Claudius: I KILLED MY OWN BROTHER! (3.3.36-43) #InkyCloak #SlowShakespeare

CLAUDIUS      O, my offence is rank: it smells to heaven;

It hath the primal eldest curse upon’t –

A brother’s murder. Pray can I not:

Though inclination be as sharp as will,

My stronger guilt defeats my strong intent

And like a man to double business bound

I stand in pause where I shall first begin

And both neglect.      (3.3.36-43)

Claudius has barely been holding it together, it seems, and now that he is finally alone—just as happens with his nephew—it all comes pouring out. He’s in a bad, bad way. O, my offence is rank: it smells to heaven. I’m rotten, I reek of my crime, stink of my sin, and that crime hath the primal eldest curse upon’t—a brother’s murder. I’m a marked man, marked with the ultimate, original stigma, fratricide, like Cain. Almost he forces himself to articulate it in those stark terms. I am the killer of my brother. I am lost, and damned. Pray can I not, I can’t, I can’t (and this scene is very often set in a chapel, or imagined to be so)—but I really want to pray, I’m desperate, and I CAN’T, though inclination be as sharp as will. (Macbeth tries and fails to say Amen.) My stronger guilt defeats my strong intent—even though I really want to pray, really mean to pray, honestly, I do, I do—my guilt prevents me, a lump in the throat, dry-mouthed, dumb and numb. I can’t. And like a man to double business bound—caught between wanting to do it and not being able to do it—I stand in pause where I shall first begin and both neglect. I’m paralysed; I can’t DO anything. (Not unlike Hamlet.)
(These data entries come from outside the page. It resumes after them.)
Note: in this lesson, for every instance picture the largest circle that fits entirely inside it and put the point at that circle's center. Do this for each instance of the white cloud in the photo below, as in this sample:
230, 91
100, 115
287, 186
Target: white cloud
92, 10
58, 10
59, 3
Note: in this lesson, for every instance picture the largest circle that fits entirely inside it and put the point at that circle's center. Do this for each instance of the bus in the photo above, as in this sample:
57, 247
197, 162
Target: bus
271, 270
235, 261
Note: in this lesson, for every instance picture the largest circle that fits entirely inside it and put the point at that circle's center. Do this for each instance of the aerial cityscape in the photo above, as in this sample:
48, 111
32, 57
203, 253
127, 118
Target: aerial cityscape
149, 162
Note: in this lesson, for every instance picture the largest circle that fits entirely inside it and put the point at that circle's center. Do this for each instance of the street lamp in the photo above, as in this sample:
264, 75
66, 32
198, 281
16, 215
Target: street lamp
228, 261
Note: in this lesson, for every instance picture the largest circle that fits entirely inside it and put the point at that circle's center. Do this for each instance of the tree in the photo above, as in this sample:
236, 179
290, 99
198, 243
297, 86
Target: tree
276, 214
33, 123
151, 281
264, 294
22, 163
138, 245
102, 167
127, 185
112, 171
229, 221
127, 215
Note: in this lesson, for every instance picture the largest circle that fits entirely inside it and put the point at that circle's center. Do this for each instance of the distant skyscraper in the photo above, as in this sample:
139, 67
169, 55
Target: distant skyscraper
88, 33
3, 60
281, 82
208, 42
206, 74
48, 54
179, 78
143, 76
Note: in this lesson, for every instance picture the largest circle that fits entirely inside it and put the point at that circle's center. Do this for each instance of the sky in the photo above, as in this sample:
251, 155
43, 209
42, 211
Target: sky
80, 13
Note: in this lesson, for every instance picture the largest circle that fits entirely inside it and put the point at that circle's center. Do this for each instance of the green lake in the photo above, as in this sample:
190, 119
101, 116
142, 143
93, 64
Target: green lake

View 2 comments on “Claudius: I KILLED MY OWN BROTHER! (3.3.36-43) #InkyCloak #SlowShakespeare

  1. Claudius’ soliloquy is one of my favorite parts of the play. I was intrigued to learn that Abraham Lincoln valued this one over all other soliloquies and speeches in Hamlet- something about brother’s blood must have struck a deep chord in the man who presided over America’s Civil War.
    This is a remarkably honest speech that really does change how we see this character. Until this point, Claudius does not do anything really villainous and even killing his brother could be justified if Hamlet Sr was a war-mongering abusive king (there is nothing in the text that either suggests this or prohibits this reading, other than Gertrude’s wariness in how she deals with her son who reminds her too much of the late king). Yet, after allowing for some sympathy for Claudius, his actions going forward are truly villainous and by the end, unforgivable.

    1. Interesting re Lincoln! it’s a great speech, and one assumes that it was very popular on C19 variety bills? I’ve really been struck by the similarities with Hamlet’s soliloquies – and it’s brilliant that this speech is held off until so late in the play.